Anastomotic leakage (AL) after gastrectomy is one of the severest postoperative complications and is related to increasing mortality. In addition, no consensus guidelines about strategies of AL treatment have been established. This large cohort study aimed to inspect the risk factors and efficacy of the conservative treatment for AL in patients with gastric cancer.

Methods

We reviewed the clinicopathological data of 3,926 gastric cancer patients undergoing gastrectomy between 2014 and 2021. Results contained the rate, risk factors, and conservative therapy outcomes of AL.

Results

In total, 80 patients (2.03%, 80/3,926) were diagnosed with AL, and esophagojejunostomy was the most frequent AL site (73.8%, 59/80). Among them, one patient (2.5%, 1/80) died. Multivariate analysis indicated that low albumin concentration (P = 0.001), presence of diabetes (P = 0.025), laparoscopic method (P < 0.001), total gastrectomy (P = 0.003), and proximal gastrectomy (P = 0.002) were predicting factors for AL. The closure rate for the conservative treatment of AL in the first month after AL diagnosis was 83.54% (66/79), and the median time from leakage diagnosis to the closure of leakage was 17 days (interquartile range 11–26 days).
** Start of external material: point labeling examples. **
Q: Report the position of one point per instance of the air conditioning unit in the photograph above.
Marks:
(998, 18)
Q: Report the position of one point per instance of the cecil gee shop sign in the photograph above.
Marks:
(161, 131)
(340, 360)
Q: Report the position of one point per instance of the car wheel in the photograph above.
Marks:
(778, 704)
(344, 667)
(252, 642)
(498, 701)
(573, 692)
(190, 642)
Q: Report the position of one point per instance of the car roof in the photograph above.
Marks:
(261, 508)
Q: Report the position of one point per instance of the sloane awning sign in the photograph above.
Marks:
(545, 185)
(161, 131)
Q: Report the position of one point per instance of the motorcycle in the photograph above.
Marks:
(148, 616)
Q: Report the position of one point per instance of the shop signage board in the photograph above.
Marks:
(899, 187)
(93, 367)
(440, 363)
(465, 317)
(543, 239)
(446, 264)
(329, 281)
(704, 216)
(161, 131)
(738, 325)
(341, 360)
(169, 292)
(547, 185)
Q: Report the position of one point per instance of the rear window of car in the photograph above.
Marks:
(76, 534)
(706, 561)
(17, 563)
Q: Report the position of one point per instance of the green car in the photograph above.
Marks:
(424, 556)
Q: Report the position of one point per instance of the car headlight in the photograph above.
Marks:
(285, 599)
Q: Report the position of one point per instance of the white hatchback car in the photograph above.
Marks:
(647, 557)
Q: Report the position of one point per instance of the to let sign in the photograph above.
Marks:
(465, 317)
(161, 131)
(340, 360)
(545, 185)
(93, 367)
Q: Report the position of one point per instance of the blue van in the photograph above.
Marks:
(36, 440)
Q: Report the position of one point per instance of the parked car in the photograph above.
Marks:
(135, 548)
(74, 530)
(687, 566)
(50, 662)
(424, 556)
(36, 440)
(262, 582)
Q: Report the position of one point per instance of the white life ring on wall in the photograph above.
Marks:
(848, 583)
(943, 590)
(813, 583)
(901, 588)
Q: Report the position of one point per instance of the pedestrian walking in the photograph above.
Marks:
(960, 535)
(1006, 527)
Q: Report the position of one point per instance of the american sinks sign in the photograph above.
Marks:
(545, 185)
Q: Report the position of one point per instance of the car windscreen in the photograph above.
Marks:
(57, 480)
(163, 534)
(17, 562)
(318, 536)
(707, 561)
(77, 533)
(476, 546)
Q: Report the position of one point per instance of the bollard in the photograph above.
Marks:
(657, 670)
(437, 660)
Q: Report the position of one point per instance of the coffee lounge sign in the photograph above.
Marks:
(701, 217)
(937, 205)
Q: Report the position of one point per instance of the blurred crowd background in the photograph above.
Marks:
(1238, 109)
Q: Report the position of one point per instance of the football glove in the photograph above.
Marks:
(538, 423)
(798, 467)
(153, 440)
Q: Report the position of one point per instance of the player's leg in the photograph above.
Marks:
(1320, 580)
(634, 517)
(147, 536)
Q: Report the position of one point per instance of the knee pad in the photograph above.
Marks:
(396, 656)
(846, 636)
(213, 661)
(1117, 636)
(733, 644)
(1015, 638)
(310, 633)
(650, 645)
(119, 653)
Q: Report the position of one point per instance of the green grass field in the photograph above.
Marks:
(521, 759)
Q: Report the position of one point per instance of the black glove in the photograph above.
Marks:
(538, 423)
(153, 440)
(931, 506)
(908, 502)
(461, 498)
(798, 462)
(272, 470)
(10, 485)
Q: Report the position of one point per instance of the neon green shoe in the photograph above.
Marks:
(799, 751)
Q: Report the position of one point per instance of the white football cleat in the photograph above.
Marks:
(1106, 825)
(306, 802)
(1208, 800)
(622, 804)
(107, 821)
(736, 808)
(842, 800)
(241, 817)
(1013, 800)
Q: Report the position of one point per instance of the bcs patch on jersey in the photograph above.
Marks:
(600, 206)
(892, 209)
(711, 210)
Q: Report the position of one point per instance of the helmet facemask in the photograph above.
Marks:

Low level of plasma albumin (P = 0.004) was associated with late leakage closures. In terms of 5-year overall survival, no significant difference was observed between patients with and without AL.

Conclusion

The incidence of AL after gastrectomy is associated with low albumin concentration, diabetes, the laparoscopic method, and extent of resection. The conservative treatment is relatively safe and effective for the AL management in patients after gastric cancer surgery.